Joycelyn Tate

National Coalition on Black Civic Participation & Black Women's Roundtable

Senior Technology Policy Advisor

Joycelyn Tate is a strategist and policy advocate specializing in providing advocacy on telecommunications and technology law and policy issues. She is also the host of Telecom Talk on The FLOW Radio, where she discusses consumer technology and telecommunications issues. She is a staunch champion for the inclusion of women and minorities in the technology industry and affordable technology access in undeserved communities.


Joycelyn is the senior technology policy advisor for the National Coalition on Black Civic Participation and the Black Women’s Roundtable, where she advocates on Capitol Hill and at federal agencies for laws and policies that increase access to technology and promote entrepreneurial and employment opportunities for minorities and women in the technology sector. Joycelyn is the authored of Black Women and Science, Technology, Engineering and Math, which is included in Black Women's Roundtable report entitled, Black Women in the United States, 2014: Progress and Challenges.


Joycelyn served on the executive committee of DiversiTech, where she provided diverse communities with resources and educational programming needed to launch technology start- ups. She is also the former director of telecommunications policy at the Multicultural Media, Telecom and Internet Council (MMTC), a public interest law firm, where she advocated for laws and policies that advance ownership and employment opportunities for minorities and women in the media, telecommunications and technology industries. She is a contributing writer to MMTC's, MMTC Roadmap for Telecommunications Policy, a set of legislative and policy proposals that would help women and minorities have a better opportunity to fully participate as owners, employees and content providers in the telecommunication, media and technology industries. At MMTC, Joycelyn was also an associate media broker at the organization's media brokerage firm, MMTC Media Brokers, where she brokered the sales of radio and television stations and advised clients on media transactions, financing and ownership issues.


Joycelyn's work in telecommunications and technology spans the business, government, broadcasting and education sectors. She was the chief operating officer at Multisoft Technologies, an information technology firm in Maryland. In the office of U.S. Congresswoman Sheila Jackson Lee, Joycelyn worked on telecommunications issues. She specifically worked with Representative Jackson-Lee on issues that addressed the “digital divide”. At the Federal Communications Commission (FCC), Joycelyn served in the Wireless Telecommunications Bureau, where she worked on regulations for the wireless telecommunications industry. She also conducted research and analysis for the FCC on the problems experienced by small, women and minority-owned businesses trying to obtain capital financing in order to enter the telecommunications market. She was a television producer of local and national public and political affairs shows and an adjunct professor of communications law at Howard University’s School of Communications and Bowie State University’s Department of Communications.

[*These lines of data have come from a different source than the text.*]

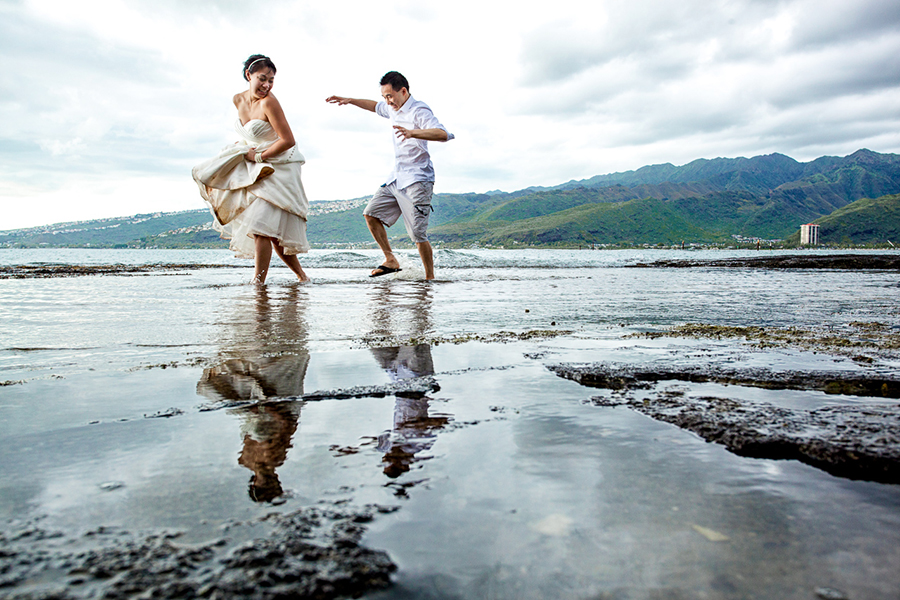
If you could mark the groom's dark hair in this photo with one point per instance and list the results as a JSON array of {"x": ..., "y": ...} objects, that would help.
[{"x": 395, "y": 80}]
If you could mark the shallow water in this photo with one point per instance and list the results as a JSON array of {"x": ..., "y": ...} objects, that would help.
[{"x": 510, "y": 483}]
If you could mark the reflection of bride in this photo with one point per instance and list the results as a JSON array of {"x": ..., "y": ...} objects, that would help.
[
  {"x": 414, "y": 430},
  {"x": 264, "y": 359}
]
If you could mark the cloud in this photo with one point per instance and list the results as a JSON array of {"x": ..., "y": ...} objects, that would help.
[{"x": 107, "y": 96}]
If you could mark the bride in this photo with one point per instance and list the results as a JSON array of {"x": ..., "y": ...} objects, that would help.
[{"x": 253, "y": 186}]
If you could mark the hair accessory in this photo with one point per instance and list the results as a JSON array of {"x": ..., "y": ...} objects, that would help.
[{"x": 250, "y": 66}]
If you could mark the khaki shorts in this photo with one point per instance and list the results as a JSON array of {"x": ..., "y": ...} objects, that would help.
[{"x": 413, "y": 203}]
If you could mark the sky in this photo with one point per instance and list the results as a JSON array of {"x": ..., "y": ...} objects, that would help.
[{"x": 107, "y": 104}]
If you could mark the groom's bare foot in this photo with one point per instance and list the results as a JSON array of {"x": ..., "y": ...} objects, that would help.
[{"x": 390, "y": 265}]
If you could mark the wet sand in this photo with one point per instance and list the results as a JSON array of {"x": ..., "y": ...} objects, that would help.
[{"x": 387, "y": 439}]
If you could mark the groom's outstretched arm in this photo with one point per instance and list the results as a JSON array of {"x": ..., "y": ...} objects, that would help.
[{"x": 341, "y": 101}]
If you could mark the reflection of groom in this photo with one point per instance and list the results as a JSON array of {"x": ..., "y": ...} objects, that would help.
[{"x": 414, "y": 430}]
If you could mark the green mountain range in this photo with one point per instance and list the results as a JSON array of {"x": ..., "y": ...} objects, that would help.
[{"x": 855, "y": 200}]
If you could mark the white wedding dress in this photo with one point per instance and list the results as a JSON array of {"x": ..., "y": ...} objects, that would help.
[{"x": 248, "y": 198}]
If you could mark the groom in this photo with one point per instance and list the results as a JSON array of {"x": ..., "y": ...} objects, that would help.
[{"x": 409, "y": 188}]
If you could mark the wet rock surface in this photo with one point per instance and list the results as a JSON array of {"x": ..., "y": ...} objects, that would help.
[
  {"x": 310, "y": 553},
  {"x": 858, "y": 441},
  {"x": 792, "y": 261}
]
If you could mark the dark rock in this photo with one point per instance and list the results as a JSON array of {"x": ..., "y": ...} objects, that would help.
[
  {"x": 857, "y": 441},
  {"x": 310, "y": 553}
]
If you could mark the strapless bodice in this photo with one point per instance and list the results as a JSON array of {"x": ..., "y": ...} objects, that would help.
[{"x": 256, "y": 131}]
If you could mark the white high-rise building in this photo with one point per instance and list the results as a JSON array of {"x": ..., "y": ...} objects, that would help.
[{"x": 809, "y": 234}]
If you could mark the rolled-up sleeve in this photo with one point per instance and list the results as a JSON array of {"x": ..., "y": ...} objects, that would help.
[{"x": 425, "y": 119}]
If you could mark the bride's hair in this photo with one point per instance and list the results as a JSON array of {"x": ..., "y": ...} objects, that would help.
[{"x": 257, "y": 62}]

As an established professional in the fields of telecommunications and technology law and policy, Joycelyn has been selected to serve in several capacities. She was chosen to serve as a member of the U.S. delegation to the 2012 World Conference on International Telecommunications (WCIT) held by the International Telecommunications Union (an agency of the United Nations) in Dubai. As a delegation member, she served as an advisor on proposals negotiated on behalf of the United States for inclusion in the International Telecommunications Regulations. In 2008, she was appointed by the chairman of the Federal Communications Commission to serve on the board of directors of the Universal Service Administrative Company (USAC), where she was responsible for administering the Universal Service Fund, an over $8 billion fund that provides access to affordable telecommunications services throughout the United States.

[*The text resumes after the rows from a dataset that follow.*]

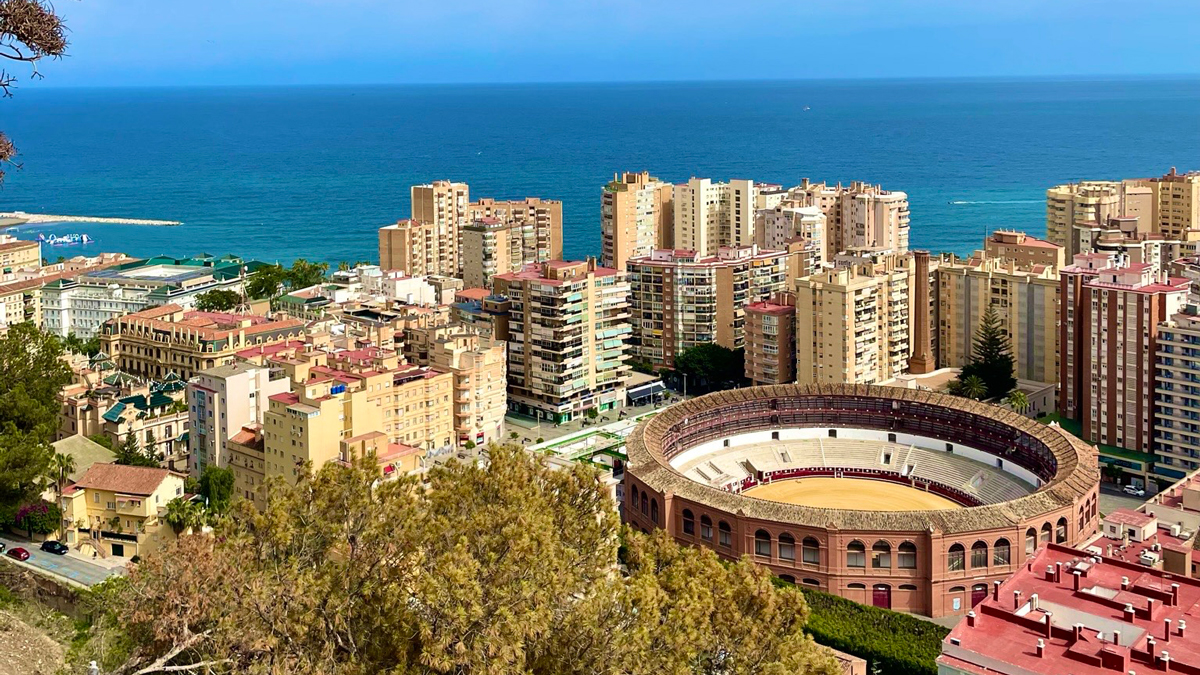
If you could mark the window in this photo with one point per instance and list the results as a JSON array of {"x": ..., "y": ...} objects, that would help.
[
  {"x": 856, "y": 555},
  {"x": 810, "y": 550},
  {"x": 1001, "y": 553},
  {"x": 957, "y": 559},
  {"x": 978, "y": 555},
  {"x": 762, "y": 543},
  {"x": 786, "y": 547},
  {"x": 881, "y": 555}
]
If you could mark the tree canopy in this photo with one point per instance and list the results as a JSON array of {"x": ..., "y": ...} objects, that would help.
[
  {"x": 991, "y": 360},
  {"x": 31, "y": 374},
  {"x": 29, "y": 33},
  {"x": 219, "y": 300},
  {"x": 510, "y": 567},
  {"x": 711, "y": 368}
]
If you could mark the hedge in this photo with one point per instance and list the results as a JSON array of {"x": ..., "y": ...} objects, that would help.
[{"x": 891, "y": 641}]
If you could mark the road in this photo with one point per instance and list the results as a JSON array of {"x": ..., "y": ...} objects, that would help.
[
  {"x": 70, "y": 566},
  {"x": 1111, "y": 499}
]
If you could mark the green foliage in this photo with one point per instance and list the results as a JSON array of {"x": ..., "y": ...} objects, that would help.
[
  {"x": 216, "y": 487},
  {"x": 991, "y": 359},
  {"x": 220, "y": 300},
  {"x": 131, "y": 454},
  {"x": 31, "y": 372},
  {"x": 711, "y": 368},
  {"x": 39, "y": 518},
  {"x": 898, "y": 644}
]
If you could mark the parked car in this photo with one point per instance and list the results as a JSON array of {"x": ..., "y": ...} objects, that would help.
[
  {"x": 1134, "y": 490},
  {"x": 57, "y": 548}
]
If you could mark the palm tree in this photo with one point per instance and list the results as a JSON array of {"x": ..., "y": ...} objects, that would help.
[
  {"x": 973, "y": 387},
  {"x": 1018, "y": 401}
]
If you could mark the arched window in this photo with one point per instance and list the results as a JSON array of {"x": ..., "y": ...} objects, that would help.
[
  {"x": 787, "y": 547},
  {"x": 762, "y": 543},
  {"x": 811, "y": 550},
  {"x": 856, "y": 555},
  {"x": 1001, "y": 553},
  {"x": 881, "y": 555},
  {"x": 978, "y": 555},
  {"x": 955, "y": 559}
]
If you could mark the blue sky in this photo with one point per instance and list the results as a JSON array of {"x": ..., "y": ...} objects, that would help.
[{"x": 178, "y": 42}]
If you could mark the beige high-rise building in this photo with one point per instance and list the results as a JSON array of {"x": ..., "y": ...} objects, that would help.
[
  {"x": 443, "y": 204},
  {"x": 852, "y": 322},
  {"x": 636, "y": 216},
  {"x": 568, "y": 330},
  {"x": 681, "y": 299},
  {"x": 412, "y": 246},
  {"x": 857, "y": 216},
  {"x": 709, "y": 215},
  {"x": 1026, "y": 300},
  {"x": 478, "y": 364}
]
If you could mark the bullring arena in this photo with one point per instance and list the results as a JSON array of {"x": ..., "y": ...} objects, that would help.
[{"x": 901, "y": 499}]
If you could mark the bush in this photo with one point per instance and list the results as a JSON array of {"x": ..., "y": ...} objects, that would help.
[{"x": 893, "y": 643}]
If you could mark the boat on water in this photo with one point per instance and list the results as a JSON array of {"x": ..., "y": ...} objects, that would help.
[{"x": 65, "y": 239}]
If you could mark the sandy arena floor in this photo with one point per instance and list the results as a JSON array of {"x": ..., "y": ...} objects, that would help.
[{"x": 856, "y": 494}]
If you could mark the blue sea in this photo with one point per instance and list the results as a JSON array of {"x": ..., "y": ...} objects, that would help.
[{"x": 281, "y": 173}]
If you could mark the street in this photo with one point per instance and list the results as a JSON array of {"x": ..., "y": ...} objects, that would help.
[{"x": 71, "y": 566}]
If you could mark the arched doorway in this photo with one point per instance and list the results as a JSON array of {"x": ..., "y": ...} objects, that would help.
[{"x": 881, "y": 596}]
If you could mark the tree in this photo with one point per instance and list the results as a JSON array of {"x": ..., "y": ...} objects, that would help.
[
  {"x": 31, "y": 374},
  {"x": 991, "y": 358},
  {"x": 220, "y": 300},
  {"x": 508, "y": 567},
  {"x": 709, "y": 368},
  {"x": 216, "y": 487},
  {"x": 29, "y": 33},
  {"x": 1018, "y": 400}
]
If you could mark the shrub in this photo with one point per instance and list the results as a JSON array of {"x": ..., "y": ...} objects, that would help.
[{"x": 893, "y": 643}]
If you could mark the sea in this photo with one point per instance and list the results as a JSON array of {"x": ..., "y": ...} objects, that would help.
[{"x": 279, "y": 173}]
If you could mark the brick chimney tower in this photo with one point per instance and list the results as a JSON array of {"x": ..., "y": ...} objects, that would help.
[{"x": 922, "y": 359}]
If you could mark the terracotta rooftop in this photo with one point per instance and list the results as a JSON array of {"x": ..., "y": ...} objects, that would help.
[
  {"x": 124, "y": 479},
  {"x": 1067, "y": 611}
]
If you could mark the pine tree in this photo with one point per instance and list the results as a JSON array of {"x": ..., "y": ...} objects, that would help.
[{"x": 991, "y": 357}]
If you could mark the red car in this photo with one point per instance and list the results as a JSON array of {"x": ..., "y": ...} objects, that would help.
[{"x": 17, "y": 554}]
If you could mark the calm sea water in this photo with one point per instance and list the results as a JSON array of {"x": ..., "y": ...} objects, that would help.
[{"x": 281, "y": 173}]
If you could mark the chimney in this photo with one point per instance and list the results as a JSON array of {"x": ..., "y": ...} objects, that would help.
[{"x": 922, "y": 359}]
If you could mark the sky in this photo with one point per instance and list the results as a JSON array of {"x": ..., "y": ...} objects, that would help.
[{"x": 243, "y": 42}]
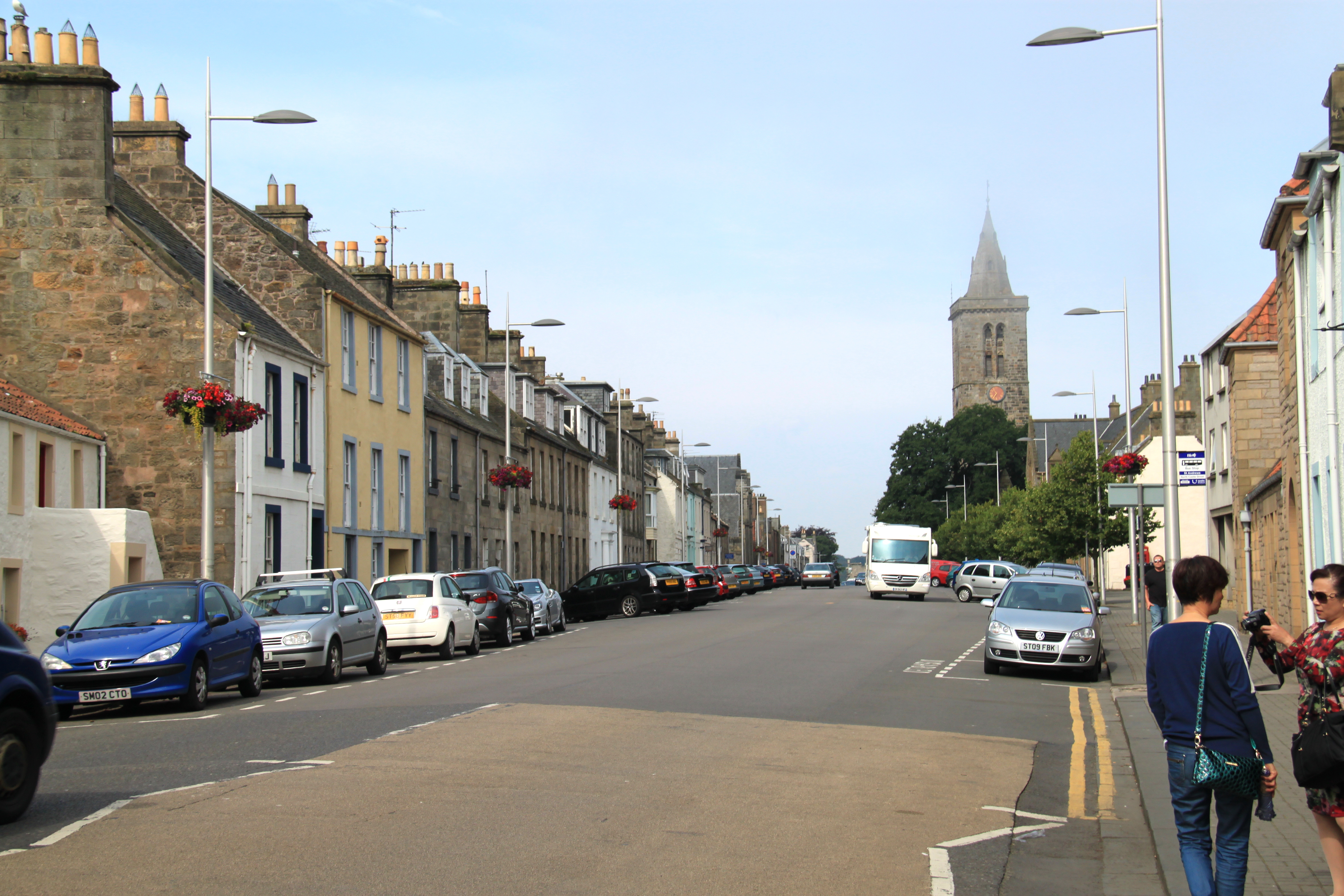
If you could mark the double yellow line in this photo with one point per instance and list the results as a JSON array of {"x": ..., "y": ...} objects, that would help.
[{"x": 1078, "y": 759}]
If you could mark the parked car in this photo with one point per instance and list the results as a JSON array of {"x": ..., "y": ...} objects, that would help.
[
  {"x": 318, "y": 625},
  {"x": 548, "y": 605},
  {"x": 984, "y": 580},
  {"x": 502, "y": 609},
  {"x": 819, "y": 576},
  {"x": 628, "y": 589},
  {"x": 27, "y": 725},
  {"x": 1045, "y": 621},
  {"x": 154, "y": 640},
  {"x": 425, "y": 612}
]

Joycelyn earned a Bachelor of Arts degree from the School of Communications at Howard University, a Juris Doctor from Columbus School of Law at The Catholic University of America, a Certificate of Specialization from the Law and Technology Institute at the Columbus School of Law, and a Graduate Certificate in International Studies, with regional study focused on China, from the School of Advanced International Studies at The Johns Hopkins University. She has a working familiarity with Mandarin Chinese, French and Spanish languages.